2002年04月27日

3つの顔を持つ男

 
偉大な社会学者は、やはりスケールがでかい。言い換えれば、いくつかの顔を持っている。

たとえば、3大社会学者。

デュルケムは社会学中興の祖、教育社会学の祖、そして宗教社会学者という顔を持っている。ウエーバーは、社会学者であり、経済学者である。ジンメルは、社会学、哲学、芸術学と、これまた幅広い。

ところが、一流の学者になると、研究領域が、きちんと限定されてくる。悪く言えば、こじんまりとしてくる。したがって、スケールの大きさはなくなるが、深さにおいては、偉大な(超一流の)社会学者に引けを取らない。

偉大でもないのに、研究領域を拡大すると、ろくなことはない。あっちをちょっとかじり、こっちを少しなめて・・・といった感じで、腰が定まらなくなる。

どうもその典型が私のようである。

私の第一の顔は、犯罪社会学者という顔だ。少年非行・青少年問題研究者という顔である。この顔が一番定着している。信望もある。

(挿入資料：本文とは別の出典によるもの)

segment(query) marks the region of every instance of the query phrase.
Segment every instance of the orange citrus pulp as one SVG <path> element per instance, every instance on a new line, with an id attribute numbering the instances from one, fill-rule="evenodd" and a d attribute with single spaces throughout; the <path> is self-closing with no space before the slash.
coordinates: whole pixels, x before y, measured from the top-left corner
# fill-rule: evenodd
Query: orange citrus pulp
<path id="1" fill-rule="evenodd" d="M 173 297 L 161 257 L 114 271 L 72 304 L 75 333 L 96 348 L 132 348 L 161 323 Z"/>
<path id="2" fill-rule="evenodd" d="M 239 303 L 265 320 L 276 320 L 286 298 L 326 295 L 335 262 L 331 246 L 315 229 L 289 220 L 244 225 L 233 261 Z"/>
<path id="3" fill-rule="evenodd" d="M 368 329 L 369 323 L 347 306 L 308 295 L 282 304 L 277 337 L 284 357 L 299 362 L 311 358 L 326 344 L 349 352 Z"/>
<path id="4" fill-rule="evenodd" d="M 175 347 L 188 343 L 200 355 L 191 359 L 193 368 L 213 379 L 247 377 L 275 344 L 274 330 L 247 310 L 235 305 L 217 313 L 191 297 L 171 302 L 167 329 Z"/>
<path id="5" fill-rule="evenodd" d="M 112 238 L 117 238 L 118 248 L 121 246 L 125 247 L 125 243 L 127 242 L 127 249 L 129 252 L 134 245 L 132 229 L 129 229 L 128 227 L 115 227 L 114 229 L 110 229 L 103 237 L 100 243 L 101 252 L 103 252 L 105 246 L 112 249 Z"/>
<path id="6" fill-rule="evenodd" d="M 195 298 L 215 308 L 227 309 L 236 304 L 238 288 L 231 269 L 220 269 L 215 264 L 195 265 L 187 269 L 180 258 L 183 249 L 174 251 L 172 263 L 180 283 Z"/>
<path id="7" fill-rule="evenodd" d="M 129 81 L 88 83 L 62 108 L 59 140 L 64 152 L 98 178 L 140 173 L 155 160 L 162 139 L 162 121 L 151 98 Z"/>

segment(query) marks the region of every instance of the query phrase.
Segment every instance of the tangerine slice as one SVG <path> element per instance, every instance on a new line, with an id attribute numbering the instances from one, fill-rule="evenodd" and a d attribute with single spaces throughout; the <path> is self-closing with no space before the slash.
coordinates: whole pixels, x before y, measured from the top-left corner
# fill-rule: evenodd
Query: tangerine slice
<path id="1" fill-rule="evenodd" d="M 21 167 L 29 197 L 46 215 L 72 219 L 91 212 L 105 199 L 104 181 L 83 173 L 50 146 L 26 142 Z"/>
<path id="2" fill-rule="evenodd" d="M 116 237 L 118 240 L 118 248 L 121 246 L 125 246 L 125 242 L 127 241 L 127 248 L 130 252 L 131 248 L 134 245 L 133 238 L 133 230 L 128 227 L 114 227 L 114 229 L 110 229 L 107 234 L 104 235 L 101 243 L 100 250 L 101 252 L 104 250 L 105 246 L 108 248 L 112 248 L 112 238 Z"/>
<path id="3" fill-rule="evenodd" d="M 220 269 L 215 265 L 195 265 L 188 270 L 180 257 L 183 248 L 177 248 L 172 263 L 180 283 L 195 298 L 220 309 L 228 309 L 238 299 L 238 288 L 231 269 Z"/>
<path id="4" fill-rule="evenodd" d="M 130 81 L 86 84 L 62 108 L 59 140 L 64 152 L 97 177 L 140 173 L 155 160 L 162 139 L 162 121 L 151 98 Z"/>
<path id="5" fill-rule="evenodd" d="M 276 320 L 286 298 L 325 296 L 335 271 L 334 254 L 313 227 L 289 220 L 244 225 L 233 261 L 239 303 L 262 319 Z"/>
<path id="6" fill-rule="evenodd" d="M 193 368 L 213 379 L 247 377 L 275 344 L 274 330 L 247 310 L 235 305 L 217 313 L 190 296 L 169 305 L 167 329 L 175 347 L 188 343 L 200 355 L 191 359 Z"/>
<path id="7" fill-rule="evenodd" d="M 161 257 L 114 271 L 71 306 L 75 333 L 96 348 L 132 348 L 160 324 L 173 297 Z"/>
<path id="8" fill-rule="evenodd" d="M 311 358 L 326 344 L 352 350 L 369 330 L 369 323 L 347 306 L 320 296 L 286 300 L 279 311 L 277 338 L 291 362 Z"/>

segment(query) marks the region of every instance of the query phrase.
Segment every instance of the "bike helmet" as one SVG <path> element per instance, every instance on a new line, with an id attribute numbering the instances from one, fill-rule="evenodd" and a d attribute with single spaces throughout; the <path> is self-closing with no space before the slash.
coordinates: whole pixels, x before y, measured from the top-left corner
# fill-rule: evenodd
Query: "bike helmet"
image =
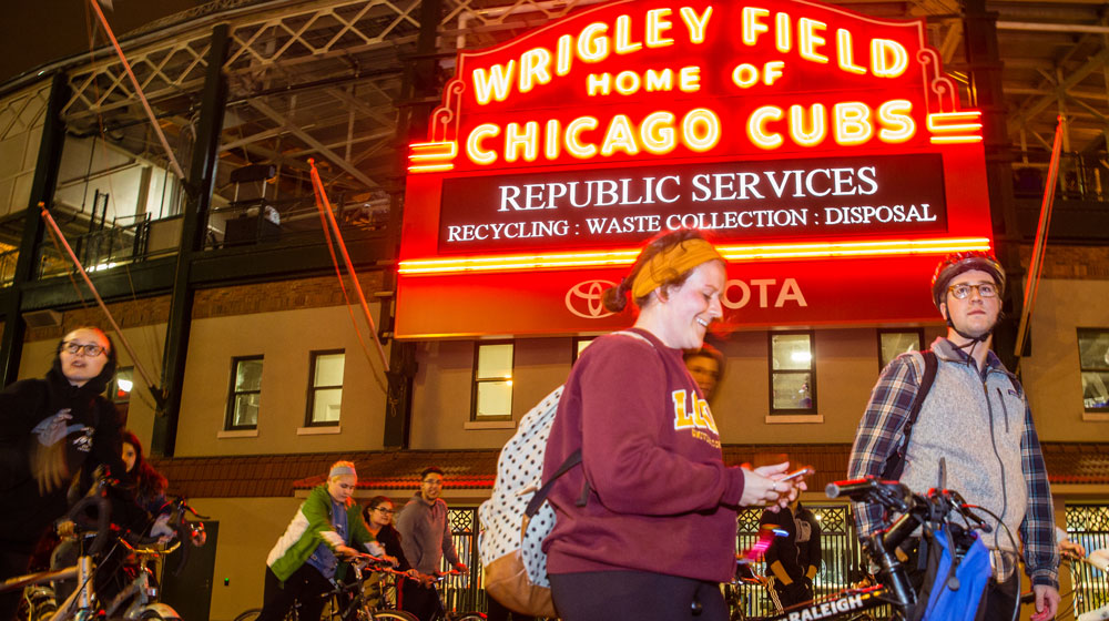
<path id="1" fill-rule="evenodd" d="M 932 299 L 936 303 L 936 309 L 947 298 L 947 285 L 953 278 L 963 274 L 978 269 L 993 276 L 997 284 L 998 297 L 1005 295 L 1005 269 L 997 262 L 993 253 L 981 251 L 968 251 L 953 253 L 944 257 L 936 266 L 936 273 L 932 276 Z"/>

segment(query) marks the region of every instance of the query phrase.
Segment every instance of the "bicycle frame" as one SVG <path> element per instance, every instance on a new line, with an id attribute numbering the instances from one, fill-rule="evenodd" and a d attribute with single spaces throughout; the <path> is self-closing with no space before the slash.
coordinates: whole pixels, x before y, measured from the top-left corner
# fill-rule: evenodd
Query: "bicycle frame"
<path id="1" fill-rule="evenodd" d="M 835 598 L 823 602 L 801 604 L 784 610 L 777 614 L 763 617 L 763 621 L 816 621 L 820 619 L 840 619 L 848 614 L 857 614 L 887 605 L 892 602 L 889 590 L 885 587 L 869 587 L 844 591 Z"/>

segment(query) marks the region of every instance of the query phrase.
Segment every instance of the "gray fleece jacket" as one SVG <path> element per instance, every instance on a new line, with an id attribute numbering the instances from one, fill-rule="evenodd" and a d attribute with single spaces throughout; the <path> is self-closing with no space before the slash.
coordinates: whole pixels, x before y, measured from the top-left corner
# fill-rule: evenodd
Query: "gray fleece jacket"
<path id="1" fill-rule="evenodd" d="M 397 516 L 397 530 L 405 558 L 416 571 L 439 571 L 444 556 L 451 566 L 458 564 L 458 552 L 447 522 L 447 503 L 441 498 L 428 502 L 417 491 Z"/>
<path id="2" fill-rule="evenodd" d="M 1020 450 L 1024 395 L 1004 368 L 990 368 L 983 380 L 947 339 L 937 339 L 932 349 L 940 364 L 913 427 L 901 480 L 914 490 L 937 487 L 939 458 L 945 458 L 947 487 L 1000 517 L 1011 533 L 1010 539 L 995 528 L 984 542 L 1017 552 L 1028 508 Z"/>

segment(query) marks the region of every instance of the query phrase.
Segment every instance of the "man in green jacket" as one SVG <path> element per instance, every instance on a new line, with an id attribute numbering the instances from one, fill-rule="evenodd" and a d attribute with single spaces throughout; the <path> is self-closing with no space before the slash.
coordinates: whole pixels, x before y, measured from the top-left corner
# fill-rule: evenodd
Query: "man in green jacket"
<path id="1" fill-rule="evenodd" d="M 321 595 L 332 590 L 336 570 L 342 578 L 339 560 L 357 554 L 355 544 L 375 556 L 384 553 L 352 498 L 357 485 L 354 464 L 336 461 L 327 483 L 301 503 L 266 559 L 265 603 L 257 621 L 281 621 L 295 601 L 301 602 L 301 619 L 319 619 L 325 603 Z"/>

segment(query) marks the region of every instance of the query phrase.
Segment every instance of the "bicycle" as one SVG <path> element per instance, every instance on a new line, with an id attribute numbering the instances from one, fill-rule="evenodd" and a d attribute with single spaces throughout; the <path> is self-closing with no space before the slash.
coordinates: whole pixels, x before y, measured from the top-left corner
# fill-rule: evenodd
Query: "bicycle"
<path id="1" fill-rule="evenodd" d="M 24 590 L 24 598 L 31 604 L 29 618 L 49 619 L 50 621 L 62 621 L 65 619 L 77 619 L 84 621 L 101 615 L 105 618 L 119 618 L 126 621 L 180 621 L 181 615 L 169 604 L 157 601 L 157 589 L 153 586 L 153 571 L 150 569 L 150 561 L 159 557 L 169 554 L 179 549 L 183 541 L 189 541 L 193 546 L 203 546 L 206 541 L 204 523 L 190 521 L 189 513 L 201 519 L 207 519 L 189 506 L 184 498 L 179 498 L 173 502 L 171 518 L 167 526 L 171 526 L 176 537 L 176 542 L 166 550 L 152 548 L 157 543 L 157 538 L 142 537 L 130 531 L 118 531 L 111 520 L 111 506 L 108 500 L 106 490 L 118 481 L 111 479 L 105 472 L 96 477 L 96 482 L 88 496 L 78 501 L 70 509 L 67 518 L 73 521 L 79 529 L 85 533 L 94 533 L 92 543 L 78 558 L 72 567 L 18 576 L 0 583 L 0 592 Z M 96 515 L 95 530 L 89 527 L 85 517 L 88 509 L 94 509 Z M 110 536 L 116 537 L 116 546 L 123 546 L 139 560 L 135 577 L 119 592 L 112 601 L 101 602 L 93 588 L 95 576 L 94 558 L 104 550 Z M 114 548 L 113 548 L 114 550 Z M 110 550 L 108 553 L 110 554 Z M 181 560 L 175 571 L 180 571 L 187 560 L 189 546 L 182 548 Z M 53 592 L 45 587 L 48 582 L 75 580 L 78 588 L 61 604 L 57 604 Z M 128 604 L 124 609 L 124 604 Z M 106 604 L 101 611 L 101 604 Z M 53 610 L 51 610 L 51 608 Z M 121 615 L 116 615 L 123 609 Z"/>
<path id="2" fill-rule="evenodd" d="M 323 621 L 419 621 L 410 612 L 396 609 L 377 609 L 365 600 L 363 583 L 366 581 L 366 573 L 384 572 L 387 574 L 406 576 L 389 567 L 383 559 L 370 554 L 358 554 L 355 561 L 363 561 L 367 564 L 359 567 L 352 563 L 355 572 L 354 582 L 340 583 L 332 580 L 333 589 L 319 597 L 327 600 L 321 614 Z M 245 610 L 235 618 L 235 621 L 254 621 L 262 613 L 261 608 Z M 301 602 L 293 603 L 285 621 L 301 621 Z M 303 621 L 316 621 L 305 619 Z"/>
<path id="3" fill-rule="evenodd" d="M 1062 552 L 1060 556 L 1062 558 L 1062 562 L 1065 563 L 1071 563 L 1072 566 L 1074 563 L 1086 564 L 1109 574 L 1109 553 L 1106 553 L 1105 550 L 1097 550 L 1088 557 L 1079 557 L 1070 552 Z M 1081 599 L 1079 591 L 1082 586 L 1082 578 L 1077 574 L 1077 571 L 1074 576 L 1076 578 L 1075 588 L 1069 593 L 1061 593 L 1061 598 L 1071 595 L 1070 603 L 1064 608 L 1062 600 L 1060 600 L 1059 611 L 1056 614 L 1056 619 L 1066 619 L 1068 614 L 1077 619 L 1077 621 L 1105 621 L 1106 619 L 1109 619 L 1109 603 L 1078 614 L 1077 605 Z M 1097 605 L 1097 603 L 1095 603 L 1095 605 Z"/>
<path id="4" fill-rule="evenodd" d="M 964 518 L 966 523 L 974 525 L 975 530 L 989 529 L 957 491 L 948 489 L 932 489 L 919 495 L 897 481 L 866 477 L 828 483 L 825 491 L 828 498 L 877 502 L 887 509 L 887 515 L 899 513 L 897 519 L 886 522 L 884 530 L 863 539 L 866 556 L 878 568 L 877 583 L 845 589 L 823 601 L 807 602 L 771 614 L 763 618 L 764 621 L 868 619 L 867 611 L 886 605 L 893 611 L 892 619 L 908 619 L 918 604 L 917 593 L 909 581 L 908 571 L 894 556 L 894 550 L 922 526 L 937 530 L 940 527 L 962 529 L 962 526 L 953 521 L 955 517 Z"/>

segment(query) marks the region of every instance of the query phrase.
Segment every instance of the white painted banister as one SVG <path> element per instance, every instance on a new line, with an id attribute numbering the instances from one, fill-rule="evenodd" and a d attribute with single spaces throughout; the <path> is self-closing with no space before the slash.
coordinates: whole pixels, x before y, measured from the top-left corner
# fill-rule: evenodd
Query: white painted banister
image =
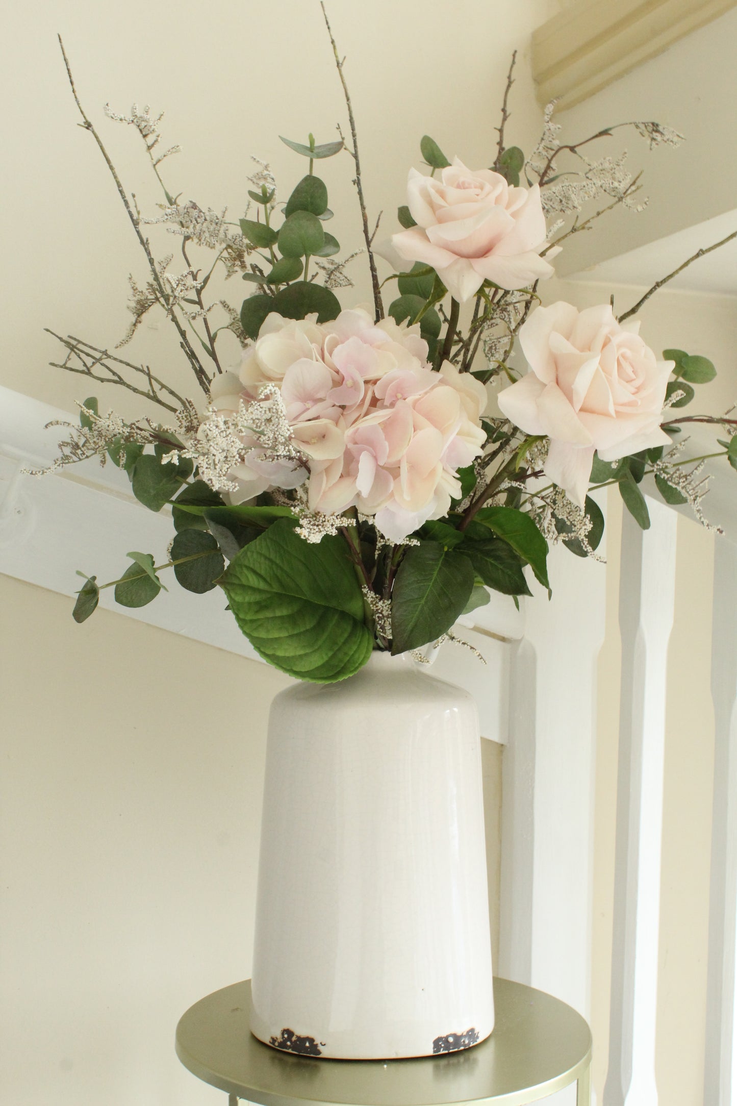
<path id="1" fill-rule="evenodd" d="M 667 646 L 676 514 L 647 500 L 643 533 L 624 512 L 622 687 L 609 1072 L 603 1106 L 656 1106 L 655 1021 Z"/>
<path id="2" fill-rule="evenodd" d="M 704 1106 L 737 1106 L 737 545 L 714 551 L 714 806 Z"/>

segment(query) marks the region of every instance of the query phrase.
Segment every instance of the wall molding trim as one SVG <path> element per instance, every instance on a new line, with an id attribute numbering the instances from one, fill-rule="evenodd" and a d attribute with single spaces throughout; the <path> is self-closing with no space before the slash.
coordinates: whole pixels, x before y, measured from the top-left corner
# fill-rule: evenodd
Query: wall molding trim
<path id="1" fill-rule="evenodd" d="M 737 0 L 575 0 L 533 32 L 540 104 L 562 111 L 607 87 Z"/>

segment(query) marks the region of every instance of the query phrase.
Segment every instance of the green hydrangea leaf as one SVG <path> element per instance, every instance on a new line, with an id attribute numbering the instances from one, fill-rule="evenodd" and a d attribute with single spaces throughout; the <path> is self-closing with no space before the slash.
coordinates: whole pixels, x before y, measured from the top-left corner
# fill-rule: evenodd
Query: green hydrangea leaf
<path id="1" fill-rule="evenodd" d="M 282 519 L 228 566 L 221 586 L 256 653 L 296 679 L 330 684 L 371 655 L 364 596 L 343 538 L 309 543 Z"/>
<path id="2" fill-rule="evenodd" d="M 467 557 L 439 542 L 421 542 L 404 554 L 391 603 L 391 651 L 435 641 L 460 618 L 474 586 Z"/>

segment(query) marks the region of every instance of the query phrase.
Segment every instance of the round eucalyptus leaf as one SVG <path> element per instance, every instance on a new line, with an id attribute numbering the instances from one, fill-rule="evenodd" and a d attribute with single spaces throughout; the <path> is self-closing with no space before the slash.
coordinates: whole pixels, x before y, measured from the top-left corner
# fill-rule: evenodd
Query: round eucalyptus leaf
<path id="1" fill-rule="evenodd" d="M 189 471 L 192 471 L 191 468 Z M 154 453 L 144 453 L 136 461 L 133 493 L 149 511 L 160 511 L 175 498 L 181 484 L 179 466 L 164 465 Z"/>
<path id="2" fill-rule="evenodd" d="M 207 519 L 201 514 L 193 514 L 191 511 L 182 511 L 182 507 L 224 507 L 222 495 L 213 491 L 204 480 L 196 480 L 194 483 L 185 484 L 171 505 L 171 517 L 175 530 L 207 530 Z"/>
<path id="3" fill-rule="evenodd" d="M 309 281 L 287 284 L 271 302 L 272 311 L 278 311 L 285 319 L 304 319 L 316 311 L 317 322 L 327 323 L 340 314 L 338 298 L 328 288 L 310 284 Z"/>
<path id="4" fill-rule="evenodd" d="M 284 209 L 285 216 L 295 211 L 310 211 L 312 215 L 323 215 L 327 209 L 327 187 L 319 177 L 308 175 L 296 186 Z"/>
<path id="5" fill-rule="evenodd" d="M 139 564 L 131 564 L 115 585 L 115 602 L 123 607 L 145 607 L 161 591 L 161 585 Z"/>
<path id="6" fill-rule="evenodd" d="M 212 591 L 225 567 L 217 540 L 202 530 L 180 531 L 171 543 L 171 560 L 177 583 L 200 595 Z"/>
<path id="7" fill-rule="evenodd" d="M 76 603 L 72 611 L 74 622 L 82 623 L 95 611 L 99 601 L 99 588 L 96 584 L 96 576 L 90 576 L 76 594 Z"/>
<path id="8" fill-rule="evenodd" d="M 325 231 L 317 216 L 295 211 L 278 232 L 278 251 L 283 258 L 304 258 L 319 253 L 325 246 Z"/>
<path id="9" fill-rule="evenodd" d="M 318 146 L 315 146 L 314 144 L 312 146 L 306 146 L 302 142 L 292 142 L 291 138 L 284 138 L 282 135 L 280 135 L 280 138 L 284 145 L 288 146 L 289 149 L 293 149 L 295 154 L 302 154 L 303 157 L 312 157 L 317 160 L 320 160 L 324 157 L 333 157 L 334 154 L 339 154 L 343 149 L 343 142 L 325 142 L 320 143 Z"/>
<path id="10" fill-rule="evenodd" d="M 241 306 L 241 326 L 254 342 L 259 337 L 261 325 L 270 312 L 276 311 L 274 298 L 271 295 L 251 295 Z"/>
<path id="11" fill-rule="evenodd" d="M 244 238 L 260 249 L 267 249 L 276 241 L 276 231 L 267 227 L 265 222 L 255 222 L 253 219 L 241 219 L 241 233 Z"/>
<path id="12" fill-rule="evenodd" d="M 334 257 L 334 254 L 338 252 L 339 249 L 340 249 L 340 243 L 338 242 L 337 238 L 334 238 L 333 234 L 328 234 L 328 232 L 325 231 L 325 244 L 323 246 L 322 250 L 317 251 L 315 257 L 331 258 Z"/>

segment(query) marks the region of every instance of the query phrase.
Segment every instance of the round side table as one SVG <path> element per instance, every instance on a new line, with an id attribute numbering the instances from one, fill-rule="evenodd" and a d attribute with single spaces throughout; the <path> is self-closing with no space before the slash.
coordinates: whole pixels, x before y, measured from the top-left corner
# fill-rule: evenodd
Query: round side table
<path id="1" fill-rule="evenodd" d="M 251 981 L 200 999 L 177 1026 L 177 1055 L 193 1075 L 261 1106 L 522 1106 L 578 1081 L 589 1106 L 591 1032 L 570 1006 L 506 979 L 494 981 L 496 1025 L 462 1052 L 418 1060 L 317 1060 L 251 1035 Z"/>

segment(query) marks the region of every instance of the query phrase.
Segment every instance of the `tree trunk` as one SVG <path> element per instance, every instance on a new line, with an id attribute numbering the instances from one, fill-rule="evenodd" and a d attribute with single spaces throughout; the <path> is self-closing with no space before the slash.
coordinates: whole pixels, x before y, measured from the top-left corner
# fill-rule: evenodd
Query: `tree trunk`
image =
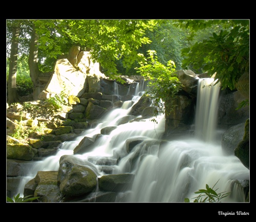
<path id="1" fill-rule="evenodd" d="M 17 75 L 17 61 L 18 59 L 18 37 L 20 28 L 20 22 L 18 22 L 16 25 L 13 27 L 12 31 L 8 86 L 7 103 L 9 105 L 14 103 L 19 102 L 18 95 L 17 92 L 16 79 Z"/>
<path id="2" fill-rule="evenodd" d="M 29 49 L 29 75 L 34 86 L 33 97 L 34 99 L 38 98 L 39 93 L 41 91 L 41 85 L 39 80 L 40 72 L 37 63 L 37 56 L 38 36 L 35 30 L 35 25 L 33 25 L 33 29 L 31 32 L 31 39 Z"/>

第二の顔は、性社会学者という顔だ。同性愛・トランスジェンダー研究者という顔である。

この顔は、ジェンダー論者やフェミニスト集団そして当事者達には、「胡散臭いやつ」と警戒されている顔である。とにかく、当事者側に立たないし、世の中を男支配社会なんて思わないのだから、とうてい「仲間」とは思われないであろう。(なお、この点に関して言えば、世の中は「美男・美女支配社会」である。このことに関しては、後に怨念をこめて、語ることもあるだろう。)

第三の顔は、ドヤ街研究者という顔である。フィールドは横浜寿地区。

10年前までは、この顔が第二の顔であったが、今は第三に退いている。そして今では、研究活動というよりも、精神ならびに身体障害者のボランティア活動を通して、結びついている、と言えよう。

この顔も、一頃は「胡散臭いやつ」と思われ、いろいろとトラブルに巻き込まれたものである。

さて、この3つの顔、共にバラバラで、ほとんど別物となっている。それゆえか、私の3つの顔全てを良く知っているという人は一人もいない。つまり私の研究を全体的に評価し得る人は一人もいないということである。

それどころか、1つの顔を知っているだけで、他の2つの顔をまったく知らないという研究者が大半である。それ故に、私に対しての評価は、ほとんど3つの顔のうちのどれか1つに対しての評価となる。そしてその評価が私の全てだと思いこんでいる。

これでは、「矢島は大したことないやつ」ということになってしまうであろう。社会学の講義で、「犯罪・非行」も「セクシュアリティ」も「ドヤ街」も講義できるなんて教員は私以外にいないと自負し、「1つぶで3つの味のいい男」なんて言っていても、それすら研究者間では知られていない、ということである。

なんか、これは「愚痴話し」なのか「自慢話し」なのかわからなくなってしまったが、どちらでもない。

同じ社会学とはいえ、3つの研究世界のあまりにも違う雰囲気の中を、それなりに器用に渡り歩いている研究者の、ある種あきれかえった「自己評価」と思っていただきたい。